Emrick: Emrick Forests are able to absorb carbon dioxide into their tissues at a lot higher rate than an agricultural system.
Verl Emrick is a research scientist at the Conservation Management Institute at Virginia Tech.
Emrick: So when a forest is cut down, it not only releases all of the carbon dioxide maintained within the trees, the agricultural farming system that replaces it will then not be able to absorb the same amount of carbon dioxide that a forest would.
Emrick and his team have been in the Peruvian Amazon measuring and counting rainforest trees.
Emrick: The reason we are doing all of this measurement in determining the total carbon tons per acre in this forest is to help people in developed countries offset their carbon dioxide use. For instance, an airline that is continuing to operate, they’re still putting carbon dioxide into the atmosphere. However, they can calculate the amount of carbon dioxide they put out on a yearly basis and determine how much of that can be offset by supporting good forestry practices in the tropical countries and maintaining those forests in order to fix the equivalent carbon that they are putting out during their operations.

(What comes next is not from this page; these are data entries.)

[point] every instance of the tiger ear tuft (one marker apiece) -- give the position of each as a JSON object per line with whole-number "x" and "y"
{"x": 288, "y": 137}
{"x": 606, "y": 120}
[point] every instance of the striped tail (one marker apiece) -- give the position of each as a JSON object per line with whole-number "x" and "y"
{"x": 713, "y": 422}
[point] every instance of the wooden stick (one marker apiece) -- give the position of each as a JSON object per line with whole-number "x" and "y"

It’s called the carbon offset project and it gives less developed nations an economic incentive to maintain their forests intact.
Emrick: These countries can then calculate the tons of carbon maintained in their forest. Companies will then pay these local land owners in less developed countries to maintain their forest cover and it will also benefit local communities and local economies.
I’m Jim Metzner and this is the Pulse of the Planet.